Let $f(n)$ denote the proposition "There exists some $k>1$ such that
$$
\sum_{m=k}^{k+n-1}\tau(m) < \sum_{m=1}^n\tau(m)
$$
where $\tau(m)$ is the number of the divisors of $m$." (This is like the so-called second Hardy-Littlewood conjecture on $\pi(x)+\pi(y)$ vs. $\pi(x+y)$ in testing the initial interval, which has guaranteed good behavior, vs. arbitrary intervals, which can perhaps be chosen cleverly.)
$f$ seems like a natural object, so I imagine this is not a novel question. What is known about $f(n)$ in terms of truth, falsity, or conjecture? The analogy with 2HL makes it look like $f(n)$ could be true for large $n$, but I can't find any.
I've convinced myself that $f(n)$ is false for $n<1000,$ but I don't have a proof. It's easy for small $n$ but it gets increasingly inconvenient for larger $n$.
Best Answer
This is false, as you suspect.
By definition, $$ \sum_{m=k}^{k+n-1} \tau(m)$$ is the sum of the number of divisors of integers $m$ in $[k, k+n)$. Equivalently, it is the sum over $d$ of the number of $m\in [k, k+n)$ such that $d$ divides $m$.
For each $d$, the number of $m\in [k, k+n)$ such that $d$ divides $m$ is at least $\lfloor \frac{n}{d} \rfloor $ since a half-open interval of length $\frac{n}{d}$ contains at least $\lfloor \frac{n}{d} \rfloor $ integers.
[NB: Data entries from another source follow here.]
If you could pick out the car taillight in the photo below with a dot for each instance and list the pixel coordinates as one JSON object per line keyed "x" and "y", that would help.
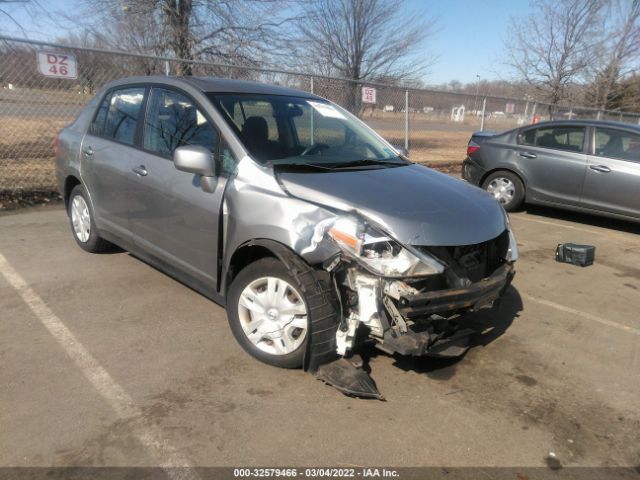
{"x": 472, "y": 149}
{"x": 56, "y": 146}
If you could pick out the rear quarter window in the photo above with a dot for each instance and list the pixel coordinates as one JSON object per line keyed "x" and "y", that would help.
{"x": 123, "y": 114}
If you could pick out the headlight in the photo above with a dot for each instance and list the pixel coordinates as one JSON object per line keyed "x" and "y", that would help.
{"x": 379, "y": 253}
{"x": 512, "y": 251}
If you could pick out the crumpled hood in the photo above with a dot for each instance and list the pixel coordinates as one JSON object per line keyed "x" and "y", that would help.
{"x": 415, "y": 204}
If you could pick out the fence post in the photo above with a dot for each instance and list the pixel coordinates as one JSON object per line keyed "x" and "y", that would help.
{"x": 533, "y": 112}
{"x": 311, "y": 136}
{"x": 406, "y": 120}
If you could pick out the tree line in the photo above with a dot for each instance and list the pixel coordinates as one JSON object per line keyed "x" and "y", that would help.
{"x": 565, "y": 52}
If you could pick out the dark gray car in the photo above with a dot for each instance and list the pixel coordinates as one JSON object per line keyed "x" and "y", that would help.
{"x": 314, "y": 232}
{"x": 591, "y": 166}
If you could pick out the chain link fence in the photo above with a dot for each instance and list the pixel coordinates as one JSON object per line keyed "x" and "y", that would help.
{"x": 433, "y": 125}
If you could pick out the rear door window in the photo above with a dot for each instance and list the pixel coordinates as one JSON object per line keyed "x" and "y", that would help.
{"x": 173, "y": 121}
{"x": 123, "y": 114}
{"x": 613, "y": 143}
{"x": 567, "y": 138}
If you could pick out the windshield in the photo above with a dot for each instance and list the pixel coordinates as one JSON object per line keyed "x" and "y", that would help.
{"x": 298, "y": 131}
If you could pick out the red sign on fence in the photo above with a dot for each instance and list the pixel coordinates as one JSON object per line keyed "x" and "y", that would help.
{"x": 368, "y": 95}
{"x": 57, "y": 64}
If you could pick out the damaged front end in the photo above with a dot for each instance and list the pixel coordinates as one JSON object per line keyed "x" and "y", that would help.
{"x": 407, "y": 300}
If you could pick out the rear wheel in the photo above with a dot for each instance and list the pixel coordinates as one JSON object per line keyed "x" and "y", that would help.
{"x": 82, "y": 223}
{"x": 506, "y": 188}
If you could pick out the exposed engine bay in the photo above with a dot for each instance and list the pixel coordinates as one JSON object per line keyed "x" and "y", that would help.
{"x": 414, "y": 315}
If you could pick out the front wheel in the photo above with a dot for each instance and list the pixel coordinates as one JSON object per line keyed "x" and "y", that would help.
{"x": 506, "y": 188}
{"x": 268, "y": 313}
{"x": 82, "y": 223}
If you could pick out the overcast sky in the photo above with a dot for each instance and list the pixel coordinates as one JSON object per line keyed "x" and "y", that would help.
{"x": 468, "y": 41}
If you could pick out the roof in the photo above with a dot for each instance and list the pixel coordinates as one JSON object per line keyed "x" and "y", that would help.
{"x": 219, "y": 85}
{"x": 596, "y": 123}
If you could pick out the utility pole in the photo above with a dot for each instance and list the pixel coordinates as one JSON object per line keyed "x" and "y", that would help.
{"x": 475, "y": 100}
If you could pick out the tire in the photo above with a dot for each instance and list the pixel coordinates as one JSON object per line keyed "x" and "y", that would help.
{"x": 81, "y": 219}
{"x": 268, "y": 311}
{"x": 507, "y": 188}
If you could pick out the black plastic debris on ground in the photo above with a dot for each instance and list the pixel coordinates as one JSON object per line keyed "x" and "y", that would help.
{"x": 581, "y": 255}
{"x": 348, "y": 376}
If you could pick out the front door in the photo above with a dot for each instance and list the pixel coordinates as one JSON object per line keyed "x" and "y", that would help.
{"x": 170, "y": 216}
{"x": 106, "y": 152}
{"x": 612, "y": 183}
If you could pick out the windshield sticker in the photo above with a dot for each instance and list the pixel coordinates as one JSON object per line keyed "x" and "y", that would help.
{"x": 326, "y": 110}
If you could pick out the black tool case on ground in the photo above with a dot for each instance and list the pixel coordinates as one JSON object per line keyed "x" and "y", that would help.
{"x": 582, "y": 255}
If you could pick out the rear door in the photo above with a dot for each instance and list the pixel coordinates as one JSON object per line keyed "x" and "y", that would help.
{"x": 171, "y": 217}
{"x": 553, "y": 161}
{"x": 107, "y": 151}
{"x": 612, "y": 182}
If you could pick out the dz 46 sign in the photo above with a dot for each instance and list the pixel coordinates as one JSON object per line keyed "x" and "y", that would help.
{"x": 57, "y": 64}
{"x": 368, "y": 95}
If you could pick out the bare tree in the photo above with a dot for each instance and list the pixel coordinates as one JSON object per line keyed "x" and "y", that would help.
{"x": 364, "y": 40}
{"x": 242, "y": 32}
{"x": 619, "y": 53}
{"x": 552, "y": 48}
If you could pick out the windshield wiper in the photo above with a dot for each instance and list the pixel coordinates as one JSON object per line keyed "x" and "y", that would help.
{"x": 367, "y": 162}
{"x": 302, "y": 166}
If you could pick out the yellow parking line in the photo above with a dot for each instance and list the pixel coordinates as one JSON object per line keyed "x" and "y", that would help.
{"x": 150, "y": 436}
{"x": 596, "y": 230}
{"x": 588, "y": 316}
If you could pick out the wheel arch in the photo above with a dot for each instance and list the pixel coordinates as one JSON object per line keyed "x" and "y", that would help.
{"x": 508, "y": 170}
{"x": 252, "y": 251}
{"x": 69, "y": 184}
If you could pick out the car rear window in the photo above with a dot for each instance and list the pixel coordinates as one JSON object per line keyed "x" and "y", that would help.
{"x": 617, "y": 144}
{"x": 558, "y": 138}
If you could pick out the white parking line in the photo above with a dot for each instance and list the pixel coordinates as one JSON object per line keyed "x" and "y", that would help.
{"x": 150, "y": 436}
{"x": 586, "y": 315}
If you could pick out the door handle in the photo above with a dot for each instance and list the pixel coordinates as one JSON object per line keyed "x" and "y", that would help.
{"x": 140, "y": 170}
{"x": 600, "y": 168}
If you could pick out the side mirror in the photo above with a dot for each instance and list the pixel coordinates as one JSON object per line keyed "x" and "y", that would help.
{"x": 198, "y": 160}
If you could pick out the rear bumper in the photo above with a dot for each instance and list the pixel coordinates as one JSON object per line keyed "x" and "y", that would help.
{"x": 471, "y": 172}
{"x": 477, "y": 295}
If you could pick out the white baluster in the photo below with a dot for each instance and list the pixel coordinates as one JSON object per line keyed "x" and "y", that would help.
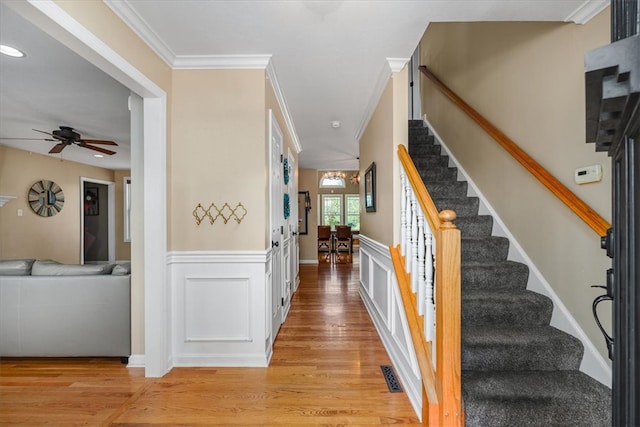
{"x": 421, "y": 260}
{"x": 408, "y": 254}
{"x": 403, "y": 211}
{"x": 414, "y": 242}
{"x": 430, "y": 317}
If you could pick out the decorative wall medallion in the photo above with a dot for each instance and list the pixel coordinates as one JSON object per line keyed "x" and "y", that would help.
{"x": 46, "y": 198}
{"x": 286, "y": 171}
{"x": 287, "y": 207}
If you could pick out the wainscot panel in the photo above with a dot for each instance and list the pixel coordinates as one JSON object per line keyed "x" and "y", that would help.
{"x": 219, "y": 306}
{"x": 380, "y": 294}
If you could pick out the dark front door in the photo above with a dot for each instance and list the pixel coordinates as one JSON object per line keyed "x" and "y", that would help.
{"x": 613, "y": 124}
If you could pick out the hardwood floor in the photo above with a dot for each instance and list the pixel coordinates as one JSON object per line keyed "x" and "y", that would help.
{"x": 325, "y": 371}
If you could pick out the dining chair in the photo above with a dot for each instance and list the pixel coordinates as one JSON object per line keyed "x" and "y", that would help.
{"x": 343, "y": 244}
{"x": 325, "y": 244}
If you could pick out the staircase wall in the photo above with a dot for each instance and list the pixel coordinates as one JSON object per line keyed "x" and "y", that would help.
{"x": 528, "y": 79}
{"x": 381, "y": 295}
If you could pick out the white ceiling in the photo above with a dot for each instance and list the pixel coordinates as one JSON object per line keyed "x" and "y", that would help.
{"x": 330, "y": 59}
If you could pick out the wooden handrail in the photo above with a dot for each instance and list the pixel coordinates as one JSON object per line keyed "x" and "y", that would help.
{"x": 579, "y": 207}
{"x": 425, "y": 200}
{"x": 441, "y": 384}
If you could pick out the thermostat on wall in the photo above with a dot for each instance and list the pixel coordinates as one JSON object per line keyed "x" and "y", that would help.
{"x": 587, "y": 174}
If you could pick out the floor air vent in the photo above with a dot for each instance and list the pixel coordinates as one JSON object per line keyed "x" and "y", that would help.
{"x": 390, "y": 378}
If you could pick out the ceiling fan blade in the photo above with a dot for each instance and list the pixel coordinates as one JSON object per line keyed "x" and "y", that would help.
{"x": 50, "y": 134}
{"x": 101, "y": 150}
{"x": 97, "y": 141}
{"x": 32, "y": 139}
{"x": 57, "y": 148}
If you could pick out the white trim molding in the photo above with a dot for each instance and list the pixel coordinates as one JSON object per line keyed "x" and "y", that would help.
{"x": 219, "y": 306}
{"x": 586, "y": 11}
{"x": 381, "y": 296}
{"x": 391, "y": 65}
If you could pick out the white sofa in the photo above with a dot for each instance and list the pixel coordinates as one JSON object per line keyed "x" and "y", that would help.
{"x": 64, "y": 310}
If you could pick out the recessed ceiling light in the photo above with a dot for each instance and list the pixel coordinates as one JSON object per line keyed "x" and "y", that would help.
{"x": 11, "y": 51}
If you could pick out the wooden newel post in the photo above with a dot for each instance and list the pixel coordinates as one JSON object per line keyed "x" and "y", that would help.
{"x": 448, "y": 324}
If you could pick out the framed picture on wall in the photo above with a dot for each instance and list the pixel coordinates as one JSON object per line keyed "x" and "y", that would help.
{"x": 304, "y": 205}
{"x": 91, "y": 207}
{"x": 370, "y": 188}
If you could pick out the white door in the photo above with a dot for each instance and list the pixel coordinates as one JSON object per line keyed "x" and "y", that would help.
{"x": 277, "y": 224}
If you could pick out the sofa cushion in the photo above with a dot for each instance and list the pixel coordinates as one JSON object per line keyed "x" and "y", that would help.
{"x": 53, "y": 268}
{"x": 122, "y": 269}
{"x": 16, "y": 267}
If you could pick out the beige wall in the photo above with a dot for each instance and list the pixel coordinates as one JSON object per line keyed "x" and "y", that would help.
{"x": 33, "y": 236}
{"x": 385, "y": 131}
{"x": 218, "y": 156}
{"x": 104, "y": 24}
{"x": 308, "y": 181}
{"x": 123, "y": 249}
{"x": 528, "y": 79}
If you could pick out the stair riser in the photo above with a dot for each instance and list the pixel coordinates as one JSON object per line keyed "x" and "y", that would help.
{"x": 486, "y": 250}
{"x": 497, "y": 277}
{"x": 475, "y": 226}
{"x": 540, "y": 356}
{"x": 467, "y": 206}
{"x": 421, "y": 149}
{"x": 439, "y": 174}
{"x": 440, "y": 190}
{"x": 521, "y": 310}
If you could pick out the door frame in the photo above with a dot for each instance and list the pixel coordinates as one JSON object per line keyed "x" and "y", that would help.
{"x": 111, "y": 216}
{"x": 52, "y": 19}
{"x": 276, "y": 221}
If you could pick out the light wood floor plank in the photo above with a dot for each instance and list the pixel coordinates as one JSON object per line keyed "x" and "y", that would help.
{"x": 325, "y": 371}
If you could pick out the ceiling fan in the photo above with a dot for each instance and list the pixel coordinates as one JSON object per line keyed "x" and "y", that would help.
{"x": 67, "y": 136}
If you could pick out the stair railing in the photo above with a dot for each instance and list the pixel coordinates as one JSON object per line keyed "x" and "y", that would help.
{"x": 427, "y": 266}
{"x": 573, "y": 202}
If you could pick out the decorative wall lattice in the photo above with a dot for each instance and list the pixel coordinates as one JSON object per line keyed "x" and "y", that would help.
{"x": 225, "y": 213}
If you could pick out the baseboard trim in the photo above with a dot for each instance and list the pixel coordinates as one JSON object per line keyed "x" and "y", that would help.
{"x": 136, "y": 361}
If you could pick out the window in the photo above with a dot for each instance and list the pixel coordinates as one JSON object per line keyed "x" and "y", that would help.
{"x": 341, "y": 209}
{"x": 331, "y": 209}
{"x": 333, "y": 180}
{"x": 352, "y": 201}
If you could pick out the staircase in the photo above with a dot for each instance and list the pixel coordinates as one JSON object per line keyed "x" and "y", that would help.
{"x": 517, "y": 370}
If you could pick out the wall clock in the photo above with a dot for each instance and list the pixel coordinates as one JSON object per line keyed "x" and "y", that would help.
{"x": 46, "y": 198}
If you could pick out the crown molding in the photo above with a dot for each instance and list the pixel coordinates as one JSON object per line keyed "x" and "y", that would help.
{"x": 397, "y": 64}
{"x": 271, "y": 75}
{"x": 129, "y": 16}
{"x": 586, "y": 11}
{"x": 392, "y": 65}
{"x": 221, "y": 62}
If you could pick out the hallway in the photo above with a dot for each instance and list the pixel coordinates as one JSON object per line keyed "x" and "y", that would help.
{"x": 325, "y": 370}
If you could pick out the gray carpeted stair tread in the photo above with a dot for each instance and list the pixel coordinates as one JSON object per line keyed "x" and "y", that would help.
{"x": 517, "y": 369}
{"x": 535, "y": 399}
{"x": 515, "y": 348}
{"x": 497, "y": 276}
{"x": 508, "y": 307}
{"x": 439, "y": 174}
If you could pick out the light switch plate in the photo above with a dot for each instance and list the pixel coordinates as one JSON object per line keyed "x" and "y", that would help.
{"x": 588, "y": 174}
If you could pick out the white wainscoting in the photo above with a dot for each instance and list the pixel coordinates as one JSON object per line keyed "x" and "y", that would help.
{"x": 381, "y": 295}
{"x": 219, "y": 308}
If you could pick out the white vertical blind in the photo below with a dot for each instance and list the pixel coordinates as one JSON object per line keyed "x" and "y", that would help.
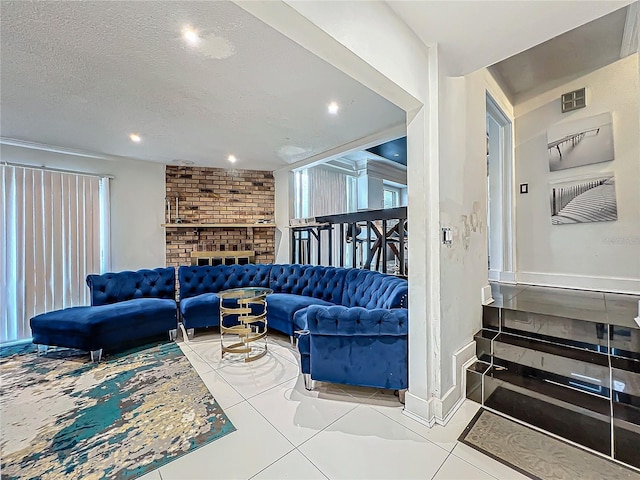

For the interval $[1,n)$, this inequality is an equality - there are exactly $\lfloor \frac{n}{d} \rfloor$ integers from $1$ to $n$ that are multiples of $d$.
Thus
$$ \sum_{m=k}^{k+n-1} \tau(m) \geq \sum_{d=1}^n \left\lfloor \frac{n}{d} \right\rfloor = \sum_{m=1}^n \tau(m).$$